Serves 4 - 6
American Style Pancakes infused with warming and aromatic Chai Spices such as cinnamon, cardamom, ginger, and cloves.
Ingredients
- 120g Plain Flour
- 2 tbsp Granulated Sugar
- 1 tsp Baking Powder
- 1/2 tsp Bicarbonate of Soda
- 1/4 tsp Salt
- 190ml Milk or Buttermilk
- 60 ml Chai, cooled (made with Roohts Chai Masala)
- 1 Egg
- 2 tbsp Butter, melted
Other
- Butter or Oil to grease pan
Instructions
In a large bowl, whisk together the flour, sugar, baking powder, bicarbonate of soda, salt, cinnamon, cardamom, ginger, and cloves.
In a separate bowl, combine the milk, cooled chai, egg, and melted butter. Whisk until well combined.
Pour the wet ingredients into the dry ingredients and stir until just combined. Be careful not to over mix, it’s okay if the batter is a bit lumpy.
Heat a non-stick pan over medium heat.
Lightly grease the surface with butter or cooking spray.
Pour 4 tbsp of batter onto the pan for each pancake.
Cook until bubbles form on the surface, then flip and cook for an additional 1-2 minutes until golden brown.
Repeat with the remaining batter, adjusting the heat if necessary to prevent burning.

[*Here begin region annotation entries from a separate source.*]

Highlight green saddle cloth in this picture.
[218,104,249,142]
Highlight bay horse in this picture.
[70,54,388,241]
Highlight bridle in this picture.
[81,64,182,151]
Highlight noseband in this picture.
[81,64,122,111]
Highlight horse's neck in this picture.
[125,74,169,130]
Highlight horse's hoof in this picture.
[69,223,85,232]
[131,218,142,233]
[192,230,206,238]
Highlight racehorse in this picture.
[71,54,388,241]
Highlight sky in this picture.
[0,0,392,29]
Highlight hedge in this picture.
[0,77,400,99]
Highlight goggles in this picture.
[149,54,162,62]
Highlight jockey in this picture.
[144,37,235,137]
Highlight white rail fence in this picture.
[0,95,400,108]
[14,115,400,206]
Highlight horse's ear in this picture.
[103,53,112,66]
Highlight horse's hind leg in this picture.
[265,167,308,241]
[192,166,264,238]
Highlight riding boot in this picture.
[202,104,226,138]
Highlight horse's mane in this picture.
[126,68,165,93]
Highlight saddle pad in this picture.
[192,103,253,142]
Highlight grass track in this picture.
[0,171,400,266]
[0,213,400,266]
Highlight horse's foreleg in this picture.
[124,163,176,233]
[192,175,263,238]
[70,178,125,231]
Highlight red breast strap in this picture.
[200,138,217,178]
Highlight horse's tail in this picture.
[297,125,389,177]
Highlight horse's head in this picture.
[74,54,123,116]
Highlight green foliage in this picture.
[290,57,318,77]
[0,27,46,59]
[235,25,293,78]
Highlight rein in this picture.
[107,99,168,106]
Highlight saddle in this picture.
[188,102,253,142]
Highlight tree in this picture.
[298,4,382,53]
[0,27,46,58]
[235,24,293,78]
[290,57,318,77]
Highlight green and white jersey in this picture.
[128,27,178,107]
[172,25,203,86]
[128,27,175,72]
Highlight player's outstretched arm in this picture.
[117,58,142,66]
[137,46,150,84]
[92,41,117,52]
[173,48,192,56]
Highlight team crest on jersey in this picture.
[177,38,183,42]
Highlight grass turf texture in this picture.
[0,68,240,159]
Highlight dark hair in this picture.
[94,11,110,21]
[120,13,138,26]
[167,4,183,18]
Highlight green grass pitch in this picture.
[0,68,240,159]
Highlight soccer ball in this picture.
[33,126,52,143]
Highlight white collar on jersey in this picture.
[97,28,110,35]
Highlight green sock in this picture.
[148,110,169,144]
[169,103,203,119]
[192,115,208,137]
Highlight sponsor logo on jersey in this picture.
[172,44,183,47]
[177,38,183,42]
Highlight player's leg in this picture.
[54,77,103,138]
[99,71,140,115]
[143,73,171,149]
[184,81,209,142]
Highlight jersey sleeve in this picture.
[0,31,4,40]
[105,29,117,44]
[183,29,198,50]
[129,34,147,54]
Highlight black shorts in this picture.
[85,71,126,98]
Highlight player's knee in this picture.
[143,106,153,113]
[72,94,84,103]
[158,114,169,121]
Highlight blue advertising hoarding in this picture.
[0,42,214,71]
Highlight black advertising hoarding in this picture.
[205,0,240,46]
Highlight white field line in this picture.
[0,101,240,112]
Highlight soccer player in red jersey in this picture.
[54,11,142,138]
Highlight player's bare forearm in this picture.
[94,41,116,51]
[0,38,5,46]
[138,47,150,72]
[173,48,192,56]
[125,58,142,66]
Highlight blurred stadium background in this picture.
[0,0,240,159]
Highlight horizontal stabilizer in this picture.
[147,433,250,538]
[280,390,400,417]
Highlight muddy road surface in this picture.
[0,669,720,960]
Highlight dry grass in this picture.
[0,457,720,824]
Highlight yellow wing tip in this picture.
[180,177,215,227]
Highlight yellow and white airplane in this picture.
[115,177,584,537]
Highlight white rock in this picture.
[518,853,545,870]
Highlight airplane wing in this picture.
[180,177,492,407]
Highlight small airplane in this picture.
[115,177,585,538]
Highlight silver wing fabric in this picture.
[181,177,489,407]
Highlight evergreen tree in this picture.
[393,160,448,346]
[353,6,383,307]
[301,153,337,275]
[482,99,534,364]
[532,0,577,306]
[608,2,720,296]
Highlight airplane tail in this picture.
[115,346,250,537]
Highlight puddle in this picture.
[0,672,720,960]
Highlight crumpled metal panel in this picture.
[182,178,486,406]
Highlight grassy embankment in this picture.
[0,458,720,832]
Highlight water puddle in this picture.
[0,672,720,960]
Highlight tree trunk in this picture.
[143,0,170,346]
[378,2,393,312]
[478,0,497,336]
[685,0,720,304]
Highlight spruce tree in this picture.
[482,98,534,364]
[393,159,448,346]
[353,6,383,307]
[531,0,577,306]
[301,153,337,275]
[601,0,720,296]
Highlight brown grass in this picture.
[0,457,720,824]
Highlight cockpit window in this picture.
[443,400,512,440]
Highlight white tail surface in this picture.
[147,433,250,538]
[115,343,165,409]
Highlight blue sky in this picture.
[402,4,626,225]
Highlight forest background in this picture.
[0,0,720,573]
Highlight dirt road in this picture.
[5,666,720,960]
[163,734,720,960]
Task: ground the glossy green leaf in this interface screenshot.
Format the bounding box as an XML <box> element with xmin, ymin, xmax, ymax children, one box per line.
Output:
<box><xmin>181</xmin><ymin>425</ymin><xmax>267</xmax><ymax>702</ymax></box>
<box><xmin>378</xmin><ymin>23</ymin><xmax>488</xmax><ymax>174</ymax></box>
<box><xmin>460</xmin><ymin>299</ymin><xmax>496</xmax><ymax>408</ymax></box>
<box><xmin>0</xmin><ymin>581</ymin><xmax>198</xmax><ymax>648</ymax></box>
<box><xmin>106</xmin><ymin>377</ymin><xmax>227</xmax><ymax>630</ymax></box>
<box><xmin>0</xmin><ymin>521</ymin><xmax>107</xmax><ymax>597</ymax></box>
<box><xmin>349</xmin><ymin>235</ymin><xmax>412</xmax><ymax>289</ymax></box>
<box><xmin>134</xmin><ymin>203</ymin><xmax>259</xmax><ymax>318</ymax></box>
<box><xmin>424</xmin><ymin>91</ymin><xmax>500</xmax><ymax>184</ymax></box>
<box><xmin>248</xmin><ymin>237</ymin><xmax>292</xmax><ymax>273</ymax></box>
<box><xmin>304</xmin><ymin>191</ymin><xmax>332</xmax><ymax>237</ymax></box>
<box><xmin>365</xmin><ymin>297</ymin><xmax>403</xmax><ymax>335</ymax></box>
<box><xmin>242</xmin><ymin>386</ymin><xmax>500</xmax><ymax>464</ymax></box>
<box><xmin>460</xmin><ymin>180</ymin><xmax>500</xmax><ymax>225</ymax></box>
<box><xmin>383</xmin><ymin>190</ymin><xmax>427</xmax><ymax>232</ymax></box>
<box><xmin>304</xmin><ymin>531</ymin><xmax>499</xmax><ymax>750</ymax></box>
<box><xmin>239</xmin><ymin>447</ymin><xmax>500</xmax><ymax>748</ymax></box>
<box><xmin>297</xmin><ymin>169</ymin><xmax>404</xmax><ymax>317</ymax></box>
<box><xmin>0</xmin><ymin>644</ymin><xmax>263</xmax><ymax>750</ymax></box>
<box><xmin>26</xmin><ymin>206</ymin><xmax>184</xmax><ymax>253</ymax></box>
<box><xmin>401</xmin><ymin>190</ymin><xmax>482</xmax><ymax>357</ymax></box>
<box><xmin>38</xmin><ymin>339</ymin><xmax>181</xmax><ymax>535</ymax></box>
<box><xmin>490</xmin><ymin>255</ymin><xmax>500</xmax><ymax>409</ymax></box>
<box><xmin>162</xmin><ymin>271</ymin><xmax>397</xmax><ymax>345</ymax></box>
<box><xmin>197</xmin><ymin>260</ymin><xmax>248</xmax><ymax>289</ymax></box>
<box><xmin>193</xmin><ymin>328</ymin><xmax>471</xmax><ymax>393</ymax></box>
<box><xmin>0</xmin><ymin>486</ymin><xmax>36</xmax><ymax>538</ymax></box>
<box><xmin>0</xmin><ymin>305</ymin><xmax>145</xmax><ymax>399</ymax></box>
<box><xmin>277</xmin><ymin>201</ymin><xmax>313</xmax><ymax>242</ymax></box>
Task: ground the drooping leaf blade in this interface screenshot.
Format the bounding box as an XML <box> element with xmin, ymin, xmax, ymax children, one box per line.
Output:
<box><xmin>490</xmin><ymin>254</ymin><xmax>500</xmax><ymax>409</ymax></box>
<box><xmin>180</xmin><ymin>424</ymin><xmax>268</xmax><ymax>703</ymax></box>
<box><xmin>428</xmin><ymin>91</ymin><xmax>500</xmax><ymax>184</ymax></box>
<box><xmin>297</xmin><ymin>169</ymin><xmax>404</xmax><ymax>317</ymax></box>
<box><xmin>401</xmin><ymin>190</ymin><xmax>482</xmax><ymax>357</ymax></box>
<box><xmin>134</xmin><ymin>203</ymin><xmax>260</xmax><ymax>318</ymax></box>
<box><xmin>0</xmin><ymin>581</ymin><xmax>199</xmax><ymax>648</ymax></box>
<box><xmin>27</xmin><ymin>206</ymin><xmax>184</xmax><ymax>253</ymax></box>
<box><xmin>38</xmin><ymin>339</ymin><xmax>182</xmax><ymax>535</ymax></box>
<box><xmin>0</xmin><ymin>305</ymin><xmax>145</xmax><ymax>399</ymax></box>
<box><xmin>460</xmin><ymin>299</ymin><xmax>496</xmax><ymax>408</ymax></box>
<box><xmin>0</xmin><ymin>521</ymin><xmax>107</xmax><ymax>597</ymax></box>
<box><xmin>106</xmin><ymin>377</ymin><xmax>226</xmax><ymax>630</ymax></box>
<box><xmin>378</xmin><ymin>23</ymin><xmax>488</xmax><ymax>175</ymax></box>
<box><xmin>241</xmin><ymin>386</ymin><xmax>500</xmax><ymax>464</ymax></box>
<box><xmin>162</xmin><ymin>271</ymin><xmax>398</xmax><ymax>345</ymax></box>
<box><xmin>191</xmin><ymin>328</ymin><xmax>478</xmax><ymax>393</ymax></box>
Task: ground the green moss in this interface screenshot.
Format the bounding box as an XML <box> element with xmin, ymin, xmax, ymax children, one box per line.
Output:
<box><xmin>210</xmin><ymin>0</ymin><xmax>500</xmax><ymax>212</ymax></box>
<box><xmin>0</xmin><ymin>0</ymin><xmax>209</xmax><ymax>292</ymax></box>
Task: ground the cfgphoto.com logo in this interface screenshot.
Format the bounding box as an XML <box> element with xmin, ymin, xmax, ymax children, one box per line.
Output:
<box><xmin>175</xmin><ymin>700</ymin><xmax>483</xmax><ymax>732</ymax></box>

Serve the chai pancakes warm with maple syrup, honey, or your favourite toppings.
You can also garnish with a sprinkle of cinnamon.
Serving Suggestion
Serve with a Maple Syrup, Chocolate Sauce, Caramel, Cream or Fresh Fruit.
Storage
Store leftovers in an airtight container in the fridge for up to 1 week.
Reheat in the Microwave or on the stove in a dry pan.